Enfabrica’s chip tackles AI supercomputing challenges

- Enfabrica’s accelerated compute fabric chip is designed to scale computing clusters comprising CPUs and specialist accelerator chips.
- The chip uses memory disaggregation and high-bandwidth networking for accelerator-based servers tackling artificial intelligence (AI) tasks.
For over a decade, cloud players have packed their data centres with x86-based CPU servers linked using tiers of Ethernet switches.
“The reason why Ethernet networking has been at the core of the infrastructure is that it is incredibly resilient,” says Rochan Sankar, CEO and co-founder of Enfabrica.
But the rise of AI and machine learning is causing the traditional architecture to change.
What is required is a mix of processors: CPUs and accelerators. Accelerators are specialist processors such as graphics processing units (GPUs), programmable logic (FPGAs), and custom ASICs developed by the hyperscalers.
It is the accelerator chips, not the CPUs, that do the bulk of the processing. Accelerators also require vast data, creating challenging input-output (I/O) and memory requirements.
At Optica’s Executive Forum event, held alongside the OFC show in March, Ryohei Urata, director and principal engineer at Google, mentioned how Google uses two computing pods – comprising 6,000 TPU accelerators – to run its large language models.
A key concern for Google is scaling such clusters while ensuring their reliability and availability. It is critical that the system is available when running a large language model, says Urata,
“As an engineer, when you’re putting stuff down, at least when you’re first start to put it together, you think, okay, this is going to work perfectly,” says Urata. “This is a perfect design, you don’t factor in failing gracefully, so that’s a key lesson.”
Google’s concern highlights that accelerator-based clusters lack the reliability of data centre server-Ethernet networks.
Accelerated compute fabric
Start-up Enfabrica has developed a chip, dubbed the accelerated compute fabric, to scale computing clusters.
“The focus of Enfabrica is on how networking and fabric technologies have to evolve in the age of AI-driven computing,” says Sankar.
AI models are growing between 8x to 275x annually, placing enormous demands on a data centre’s computing and memory resources.
“Two hundred and seventy-five times are of the order of what the large language models are increasing by, 8x is more other models including [machine] vision; recommender models are somewhere in between,” says Sankar.
Another AI hardware driver is growing end-user demand; ChatGPT gained 100 million users in the first months after its launch.
Meeting demand involves cascading more accelerators but the I/O bandwidth connected to the compute is lagging. Moreover, that gap is growing.
Sankar includes memory bandwidth as part of the I/O issue and segments I/O scaling into two: connecting CPUs, GPUs, accelerators and memory in the server, and the I/O scaling over the network.
A computing architecture for AI must accommodate greater CPUs and accelerators yet tackle the I/O bottleneck.
“To scale, it requires disaggregation; otherwise, it becomes unsustainable and expensive, or it can’t scale enough to meet processing demands,” says Sankar
“Memory disaggregation represents the last step in server disaggregation, following storage and networking,” says Bob Wheeler, principal analyst at Wheeler’s Network.
Memory expansion through disaggregation has become more urgent as GPUs access larger memories for AI training, particularly for large language modules like ChatGPT, says Wheeler.
Rethinking data connectivity
In the data centre, servers in a rack are linked using a top-of-rack switch. The top-of-rack switch also connects to the higher-capacity leaf-spine Ethernet switching layers to link servers across the data centre.
Enfabrica proposes that the higher capacity Ethernet switch leaf layer talks directly to its accelerated compute fabric chip, removing the top-of-rack switch.

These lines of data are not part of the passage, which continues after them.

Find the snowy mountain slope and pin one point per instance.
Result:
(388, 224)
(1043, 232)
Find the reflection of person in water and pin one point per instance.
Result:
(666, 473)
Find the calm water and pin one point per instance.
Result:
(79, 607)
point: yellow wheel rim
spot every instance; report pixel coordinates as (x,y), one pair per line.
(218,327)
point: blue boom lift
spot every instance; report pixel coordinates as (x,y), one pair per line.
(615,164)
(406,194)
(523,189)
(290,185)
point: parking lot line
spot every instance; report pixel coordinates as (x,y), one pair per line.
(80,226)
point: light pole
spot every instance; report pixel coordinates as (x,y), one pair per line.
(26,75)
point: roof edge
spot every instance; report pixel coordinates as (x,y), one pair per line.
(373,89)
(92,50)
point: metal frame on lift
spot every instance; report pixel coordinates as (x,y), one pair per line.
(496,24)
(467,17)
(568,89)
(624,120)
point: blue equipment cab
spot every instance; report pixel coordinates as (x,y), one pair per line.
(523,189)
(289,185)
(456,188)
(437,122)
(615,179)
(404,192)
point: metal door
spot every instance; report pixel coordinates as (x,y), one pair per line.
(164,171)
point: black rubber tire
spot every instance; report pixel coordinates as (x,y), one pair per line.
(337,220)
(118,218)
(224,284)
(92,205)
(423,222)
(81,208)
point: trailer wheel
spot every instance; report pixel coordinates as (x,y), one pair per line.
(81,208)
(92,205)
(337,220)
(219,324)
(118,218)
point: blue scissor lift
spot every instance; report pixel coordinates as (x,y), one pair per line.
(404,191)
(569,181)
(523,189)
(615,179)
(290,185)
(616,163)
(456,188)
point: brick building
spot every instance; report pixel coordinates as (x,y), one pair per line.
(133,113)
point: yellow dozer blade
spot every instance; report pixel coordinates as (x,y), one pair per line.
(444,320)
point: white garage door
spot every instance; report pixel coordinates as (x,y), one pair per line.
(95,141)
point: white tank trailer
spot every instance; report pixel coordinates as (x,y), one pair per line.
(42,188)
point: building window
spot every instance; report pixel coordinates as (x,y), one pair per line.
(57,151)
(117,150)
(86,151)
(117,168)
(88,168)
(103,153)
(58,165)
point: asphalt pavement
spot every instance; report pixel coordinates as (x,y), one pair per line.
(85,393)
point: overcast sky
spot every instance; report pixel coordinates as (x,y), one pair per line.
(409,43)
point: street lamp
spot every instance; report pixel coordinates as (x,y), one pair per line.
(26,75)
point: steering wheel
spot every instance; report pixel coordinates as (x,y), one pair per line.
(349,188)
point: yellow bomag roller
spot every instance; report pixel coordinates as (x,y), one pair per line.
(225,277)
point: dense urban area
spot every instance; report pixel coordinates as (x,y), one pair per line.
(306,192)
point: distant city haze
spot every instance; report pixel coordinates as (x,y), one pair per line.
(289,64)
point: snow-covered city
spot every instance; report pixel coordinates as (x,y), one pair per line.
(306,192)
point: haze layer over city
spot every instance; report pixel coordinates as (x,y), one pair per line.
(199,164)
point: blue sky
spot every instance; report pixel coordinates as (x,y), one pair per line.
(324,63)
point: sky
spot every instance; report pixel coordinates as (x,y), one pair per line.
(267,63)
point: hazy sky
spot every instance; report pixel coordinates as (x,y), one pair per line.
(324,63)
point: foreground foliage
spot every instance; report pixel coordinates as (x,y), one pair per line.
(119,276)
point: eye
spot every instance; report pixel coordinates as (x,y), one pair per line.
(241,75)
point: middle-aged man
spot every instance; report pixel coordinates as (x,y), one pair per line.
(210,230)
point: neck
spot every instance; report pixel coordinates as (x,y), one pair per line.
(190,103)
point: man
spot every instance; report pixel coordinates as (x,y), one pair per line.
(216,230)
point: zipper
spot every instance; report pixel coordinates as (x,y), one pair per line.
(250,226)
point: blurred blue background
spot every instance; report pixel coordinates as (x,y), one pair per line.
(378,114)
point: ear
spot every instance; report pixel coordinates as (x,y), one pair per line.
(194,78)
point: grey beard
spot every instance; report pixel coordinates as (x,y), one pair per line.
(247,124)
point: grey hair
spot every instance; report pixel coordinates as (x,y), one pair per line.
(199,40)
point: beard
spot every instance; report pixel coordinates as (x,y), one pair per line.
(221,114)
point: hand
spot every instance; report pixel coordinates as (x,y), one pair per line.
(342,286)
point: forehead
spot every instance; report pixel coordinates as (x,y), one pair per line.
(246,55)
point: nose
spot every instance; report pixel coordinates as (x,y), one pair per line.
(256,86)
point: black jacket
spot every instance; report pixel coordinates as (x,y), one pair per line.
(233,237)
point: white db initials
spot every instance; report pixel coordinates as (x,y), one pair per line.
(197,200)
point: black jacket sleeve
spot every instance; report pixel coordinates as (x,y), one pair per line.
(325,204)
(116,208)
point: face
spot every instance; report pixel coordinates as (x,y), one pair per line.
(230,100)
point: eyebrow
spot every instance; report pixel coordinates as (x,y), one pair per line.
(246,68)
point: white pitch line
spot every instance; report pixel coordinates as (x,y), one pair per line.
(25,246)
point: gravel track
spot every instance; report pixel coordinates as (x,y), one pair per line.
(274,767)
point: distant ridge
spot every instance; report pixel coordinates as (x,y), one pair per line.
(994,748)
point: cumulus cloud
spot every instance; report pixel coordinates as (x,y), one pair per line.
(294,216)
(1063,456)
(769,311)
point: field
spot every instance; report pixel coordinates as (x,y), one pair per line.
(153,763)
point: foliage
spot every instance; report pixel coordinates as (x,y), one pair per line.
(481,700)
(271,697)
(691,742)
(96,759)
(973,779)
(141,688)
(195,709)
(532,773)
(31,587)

In turn, the accelerated compute fabric uses memory mapping to connect CPUs, accelerators, disaggregated memory pools using CXL, and disaggregated storage (see diagram above).
The memory can be a CPU’s DDR DRAM, a GPU’s high-bandwidth memory (HBM), a disaggregated compute express link (CXL) memory array, or storage.
“It [the accelerated compute fabric] connects to them over standard memory-mapped interfaces such as PCI Express (PCIe) or CXL,” says Sankar.

The chip uses ‘copy engines’ to move data to and from any processing element’s native memory. And by performing memory transfers in parallel, the chip is doing what until now has required PCIe switches, network interface cards (NICs), and top-of-rack switches.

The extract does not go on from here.